2.2. Classes and Annotations

2.2.1. Classes

We defined six common classes of facade images, including Background, Plant, Wall, Window, Door, and Fence. Classes that are too rare were ignored. Labelme v5.1.1 [29], an open-source annotation tool, was used to annotate the images according to these classes. The objects were annotated from back to front with layered polygons such that no boundary was marked more than once, and no pixel was unmarked. Each annotation thus implicitly provides a depth ordering of the objects in the scene. Figure 5 illustrates the process of sample annotation. The quality control of annotation required fifteen minutes on average for one image.

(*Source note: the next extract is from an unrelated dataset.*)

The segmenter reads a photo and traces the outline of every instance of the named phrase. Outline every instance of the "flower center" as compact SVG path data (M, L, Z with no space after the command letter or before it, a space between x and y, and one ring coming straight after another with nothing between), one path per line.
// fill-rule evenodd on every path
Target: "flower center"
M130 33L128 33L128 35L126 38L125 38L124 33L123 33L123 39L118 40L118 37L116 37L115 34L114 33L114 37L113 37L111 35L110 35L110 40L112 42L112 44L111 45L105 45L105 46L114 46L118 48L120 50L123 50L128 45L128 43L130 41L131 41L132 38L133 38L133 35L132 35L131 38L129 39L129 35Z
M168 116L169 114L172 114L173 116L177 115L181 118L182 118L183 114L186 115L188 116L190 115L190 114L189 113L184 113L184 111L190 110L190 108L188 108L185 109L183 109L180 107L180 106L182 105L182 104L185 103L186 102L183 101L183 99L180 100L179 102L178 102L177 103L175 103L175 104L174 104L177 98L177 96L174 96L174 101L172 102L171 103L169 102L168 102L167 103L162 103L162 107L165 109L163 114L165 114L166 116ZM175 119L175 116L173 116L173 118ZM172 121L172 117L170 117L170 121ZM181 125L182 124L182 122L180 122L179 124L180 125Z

Note that only dense trees were annotated as Plant, while the region of sparse trees was annotated based on the object behind it. This strategy aims to train classifiers that are more robust to disturbing factors in the environment.

2.2.2. Number of Pixels and Elements

The total pixel number and element number of the IRFs are 1.3 × 10⁹ and 26,057, respectively. On average, each image consists of 1.26 × 10⁶ pixels and 24.7 elements. The large amount of annotation (Figure 6) provides sufficient high-quality samples for classifier training.

2.3. Comparison to Existing Datasets

To indicate the quantity and quality of the IRFs, it was compared with five existing datasets of semantically annotated building facades, i.e., CMP Facade Database [15], ADE20K dataset [16], ECP Paris [17], eTRIMS Image Database [18], and ICG Graz50 [19].

2.3.1. Data Size

As shown in Figure 7, the IRFs have an obvious advantage in the number of samples compared to the existing datasets. The large number of samples can be flexibly divided according to various needs, thus enabling the IRFs to adapt to different networks widely. In terms of pixels per image, the IRFs reach 1.9–12.6 times as much as the existing datasets. That guarantees the quality of the IRF images.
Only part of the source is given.